Doctors are closely watching about 200 people in Spain
after a patient at a hospital in Madrid
died of Crimean-Congo hemorrhagic fever, the first time the disease has been found in Western Europe
in someone who had not traveled to an endemic area.
The patient apparently caught the virus after being bitten by a tick, and then passed it to a nurse before he died. It has been known for five years that some ticks in Spain harbored the virus.
Crimean-Congo hemorrhagic fever is fatal in about 30 percent of cases, according to the World Health Organization. It is normally found in Africa
, the Middle East
, the Balkans and Central Asia south of Kazakhstan
. It killed 20 people in Pakistan this year.
It usually strikes herders, slaughterhouse workers and others in contact with tick-covered animals, but it can also be passed in human blood and bodily fluids.

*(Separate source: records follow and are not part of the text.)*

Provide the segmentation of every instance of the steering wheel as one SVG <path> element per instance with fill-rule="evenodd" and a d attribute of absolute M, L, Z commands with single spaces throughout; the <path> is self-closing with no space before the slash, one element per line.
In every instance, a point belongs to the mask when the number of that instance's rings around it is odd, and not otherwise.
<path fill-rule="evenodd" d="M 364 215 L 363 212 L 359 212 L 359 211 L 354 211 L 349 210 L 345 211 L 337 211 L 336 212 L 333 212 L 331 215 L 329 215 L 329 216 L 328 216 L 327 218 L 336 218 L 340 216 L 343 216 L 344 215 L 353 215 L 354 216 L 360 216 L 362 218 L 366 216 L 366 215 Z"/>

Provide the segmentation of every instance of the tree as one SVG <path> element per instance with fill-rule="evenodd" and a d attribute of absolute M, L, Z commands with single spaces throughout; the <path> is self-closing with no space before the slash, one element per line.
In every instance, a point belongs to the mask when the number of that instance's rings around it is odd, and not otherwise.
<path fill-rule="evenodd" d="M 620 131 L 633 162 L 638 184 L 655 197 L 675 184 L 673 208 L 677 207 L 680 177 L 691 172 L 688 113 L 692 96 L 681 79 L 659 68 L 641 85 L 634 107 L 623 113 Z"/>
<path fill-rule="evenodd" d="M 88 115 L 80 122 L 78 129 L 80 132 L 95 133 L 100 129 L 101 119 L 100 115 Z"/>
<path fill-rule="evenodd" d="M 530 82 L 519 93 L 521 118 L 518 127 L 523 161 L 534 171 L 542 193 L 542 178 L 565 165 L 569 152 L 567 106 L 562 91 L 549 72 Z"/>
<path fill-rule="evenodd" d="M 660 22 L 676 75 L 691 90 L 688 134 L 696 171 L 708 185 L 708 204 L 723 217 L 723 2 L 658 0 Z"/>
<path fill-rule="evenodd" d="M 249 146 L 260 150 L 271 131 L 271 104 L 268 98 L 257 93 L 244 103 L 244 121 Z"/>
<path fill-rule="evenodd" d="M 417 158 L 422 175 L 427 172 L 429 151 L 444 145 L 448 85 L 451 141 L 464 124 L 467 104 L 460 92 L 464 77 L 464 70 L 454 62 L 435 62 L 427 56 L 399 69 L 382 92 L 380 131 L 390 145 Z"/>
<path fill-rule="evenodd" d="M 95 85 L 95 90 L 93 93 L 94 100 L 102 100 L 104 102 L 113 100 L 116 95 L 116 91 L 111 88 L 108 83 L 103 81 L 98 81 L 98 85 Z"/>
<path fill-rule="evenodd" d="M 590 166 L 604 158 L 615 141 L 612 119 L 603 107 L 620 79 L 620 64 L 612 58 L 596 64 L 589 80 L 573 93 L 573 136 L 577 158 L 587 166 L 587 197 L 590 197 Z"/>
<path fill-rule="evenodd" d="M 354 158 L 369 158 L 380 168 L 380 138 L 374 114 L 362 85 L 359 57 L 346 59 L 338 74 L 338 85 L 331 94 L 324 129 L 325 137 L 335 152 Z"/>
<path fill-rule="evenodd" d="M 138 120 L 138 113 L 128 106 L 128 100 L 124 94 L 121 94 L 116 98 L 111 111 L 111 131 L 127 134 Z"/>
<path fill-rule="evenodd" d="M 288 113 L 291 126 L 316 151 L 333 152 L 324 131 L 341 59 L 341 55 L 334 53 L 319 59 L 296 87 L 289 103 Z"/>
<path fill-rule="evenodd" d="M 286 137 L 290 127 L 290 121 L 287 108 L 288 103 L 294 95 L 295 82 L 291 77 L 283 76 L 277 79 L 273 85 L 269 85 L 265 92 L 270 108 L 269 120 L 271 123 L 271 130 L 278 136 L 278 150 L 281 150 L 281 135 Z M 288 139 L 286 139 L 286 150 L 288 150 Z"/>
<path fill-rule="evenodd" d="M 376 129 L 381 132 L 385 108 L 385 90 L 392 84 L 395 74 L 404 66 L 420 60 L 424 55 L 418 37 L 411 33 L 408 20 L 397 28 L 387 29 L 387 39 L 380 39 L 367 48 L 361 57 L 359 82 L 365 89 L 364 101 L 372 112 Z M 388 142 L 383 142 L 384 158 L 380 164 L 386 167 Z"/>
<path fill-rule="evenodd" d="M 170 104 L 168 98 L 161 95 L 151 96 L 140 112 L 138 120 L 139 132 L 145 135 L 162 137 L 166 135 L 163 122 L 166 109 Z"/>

Most of the people now under observation in Spain are health care workers who treated the 62-year-old man who died or the intensive care nurse who cared for him.

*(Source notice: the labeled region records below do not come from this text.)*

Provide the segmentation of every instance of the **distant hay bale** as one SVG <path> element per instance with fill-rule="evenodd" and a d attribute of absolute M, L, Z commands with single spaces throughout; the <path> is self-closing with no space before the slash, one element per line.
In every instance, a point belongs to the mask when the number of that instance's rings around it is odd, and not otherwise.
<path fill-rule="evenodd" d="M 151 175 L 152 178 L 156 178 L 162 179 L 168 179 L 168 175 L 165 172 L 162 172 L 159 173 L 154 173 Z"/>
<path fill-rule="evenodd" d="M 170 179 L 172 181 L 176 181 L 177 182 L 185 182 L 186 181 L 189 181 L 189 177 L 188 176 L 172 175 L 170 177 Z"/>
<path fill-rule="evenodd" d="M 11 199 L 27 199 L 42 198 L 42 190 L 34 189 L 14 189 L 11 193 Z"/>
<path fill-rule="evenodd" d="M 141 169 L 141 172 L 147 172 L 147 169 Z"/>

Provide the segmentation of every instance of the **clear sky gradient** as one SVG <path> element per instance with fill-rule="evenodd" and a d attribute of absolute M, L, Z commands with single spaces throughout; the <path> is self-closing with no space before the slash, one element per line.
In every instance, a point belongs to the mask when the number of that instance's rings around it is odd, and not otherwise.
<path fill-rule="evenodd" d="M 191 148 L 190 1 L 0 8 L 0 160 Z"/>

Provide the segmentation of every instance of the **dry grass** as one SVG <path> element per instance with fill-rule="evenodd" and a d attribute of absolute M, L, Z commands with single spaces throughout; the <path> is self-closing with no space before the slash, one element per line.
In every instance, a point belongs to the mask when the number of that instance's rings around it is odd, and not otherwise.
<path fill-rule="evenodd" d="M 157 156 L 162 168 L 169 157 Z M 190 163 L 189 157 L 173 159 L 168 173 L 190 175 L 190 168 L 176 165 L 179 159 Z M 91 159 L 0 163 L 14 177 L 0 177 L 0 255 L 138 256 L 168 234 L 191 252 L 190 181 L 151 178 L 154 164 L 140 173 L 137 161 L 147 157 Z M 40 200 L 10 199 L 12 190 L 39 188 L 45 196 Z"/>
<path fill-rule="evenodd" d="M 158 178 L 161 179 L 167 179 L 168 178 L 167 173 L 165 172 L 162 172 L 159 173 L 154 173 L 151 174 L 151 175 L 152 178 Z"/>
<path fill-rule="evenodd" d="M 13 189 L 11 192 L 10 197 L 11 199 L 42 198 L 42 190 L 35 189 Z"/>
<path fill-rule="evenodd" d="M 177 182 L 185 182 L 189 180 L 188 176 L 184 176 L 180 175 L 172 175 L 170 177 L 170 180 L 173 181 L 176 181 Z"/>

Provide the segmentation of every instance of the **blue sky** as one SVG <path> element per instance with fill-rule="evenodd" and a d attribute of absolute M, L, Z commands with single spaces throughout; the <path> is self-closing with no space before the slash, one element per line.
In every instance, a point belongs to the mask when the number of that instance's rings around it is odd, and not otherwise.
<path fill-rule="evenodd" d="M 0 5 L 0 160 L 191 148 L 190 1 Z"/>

Although Crimean-Congo fever behaves somewhat like Ebola, it is not in the same viral family. It is a bunyavirus, related to Rift Valley fever and hantaviruses.

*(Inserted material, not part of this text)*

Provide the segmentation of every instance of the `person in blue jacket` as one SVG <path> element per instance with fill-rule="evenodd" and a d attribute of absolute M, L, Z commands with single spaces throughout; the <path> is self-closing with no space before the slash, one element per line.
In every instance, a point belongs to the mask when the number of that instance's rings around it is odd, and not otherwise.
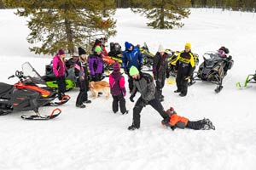
<path fill-rule="evenodd" d="M 125 42 L 125 50 L 123 52 L 122 63 L 125 74 L 128 75 L 128 82 L 130 93 L 133 88 L 132 77 L 129 74 L 130 68 L 133 65 L 137 70 L 141 70 L 143 66 L 143 54 L 137 47 L 134 47 L 131 43 Z"/>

Testing patient samples is considered an “extreme biohazard risk,” according to the World Health Organization. There is no licensed vaccine for people or animals.
The man, who died Aug. 25, had said he was bitten by a tick while walking in the country outside the town of Ávila.
ProMED-mail, an infectious-disease alert service, noted that a West African strain of the fever was first isolated from ticks feeding on Spanish red deer in 2011. A ProMED moderator speculated that it had come north from Africa in tick nymphs carried by migratory birds.
The nurse was reported to be in stable condition. On Saturday, two more people in Spain were isolated on suspicion that they had the virus.